Marquis of Viana led the major attack from Vila Nova de Cerveira; the Maestro de Campo General commanded a second attack from Valença do Minho with Comisario General don Cristóbal Zorrilla, various other officers and 1,000 soldiers belonging to the Tercios of don Gabriel Sarmiento de Quirós and dos Luís Pérez de Vivero. Don Francisco Buzo, whose musketeers were harassing the Portuguese army, reported to Marquis of Viana that Count of Castelo Melhor seemed to have intentions of withdraw with his army. Count of Peñalba with his cavalry and Teniente Maestre de Campo General don Pedro de Aldao with the infantry, in an attempt to avoid it, found the Portuguese entrenched in a slope and attacked their formations until break them. The Portuguese cavalry was defeated; then the infantry fled. 18 Spanish were killed and about 60 or 63 wounded. Count of Castelo Melhor lost 900 men: 250 killed, 380 wounded and 260 prisoners, among who were 28 officers including Count of Vimieiro.

==Aftermath==
The day after the battle, the Spanish army captured the Tower of Nogueira and four other watchtowers, as well as some small villages. The Count of Castelo Melhor retreated to Covas de Ponte de Lima, being pursued by the Spanish cavalry, who plundered the place before rejoining the main force.

On 30 September, having reorganised his army, the Marquis of Viana laid siege to the fortress of Lapela, which had been his first objective.
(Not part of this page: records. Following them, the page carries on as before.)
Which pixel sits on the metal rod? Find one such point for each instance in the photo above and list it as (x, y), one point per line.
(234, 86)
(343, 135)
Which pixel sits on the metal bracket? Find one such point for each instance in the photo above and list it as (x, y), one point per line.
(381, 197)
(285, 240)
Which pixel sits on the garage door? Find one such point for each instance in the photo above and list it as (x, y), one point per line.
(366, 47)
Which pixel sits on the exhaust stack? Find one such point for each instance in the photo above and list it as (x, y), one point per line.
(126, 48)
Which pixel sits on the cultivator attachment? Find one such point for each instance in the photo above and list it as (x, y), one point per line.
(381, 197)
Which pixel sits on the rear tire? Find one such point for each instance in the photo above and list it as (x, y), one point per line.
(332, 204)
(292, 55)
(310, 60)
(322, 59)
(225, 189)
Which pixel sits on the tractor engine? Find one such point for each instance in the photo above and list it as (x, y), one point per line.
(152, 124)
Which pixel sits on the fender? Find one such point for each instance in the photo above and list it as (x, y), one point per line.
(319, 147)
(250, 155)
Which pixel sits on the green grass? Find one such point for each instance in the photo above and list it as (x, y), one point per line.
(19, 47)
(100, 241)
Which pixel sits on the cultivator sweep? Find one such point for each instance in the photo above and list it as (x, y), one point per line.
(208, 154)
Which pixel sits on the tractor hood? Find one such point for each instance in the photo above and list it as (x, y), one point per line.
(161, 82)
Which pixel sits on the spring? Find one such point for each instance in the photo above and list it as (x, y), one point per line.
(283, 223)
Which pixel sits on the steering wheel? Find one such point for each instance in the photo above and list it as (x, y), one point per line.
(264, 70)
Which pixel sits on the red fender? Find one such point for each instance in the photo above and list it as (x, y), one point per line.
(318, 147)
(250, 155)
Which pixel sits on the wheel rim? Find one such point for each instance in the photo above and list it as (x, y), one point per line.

The village was taken on 6 October with its garrison of 150 soldiers, who were imprisoned in Galicia. Monção was also besieged, falling in Spanish hands on 7 January 1659 after a costly and expensive siege for both countries. The Count of Castelo Melhor died of illness during the winter and could not prevent the fall of the town. The main objective of the campaign, the recapture of Salvatierra de Miño, was achieved on 17 February.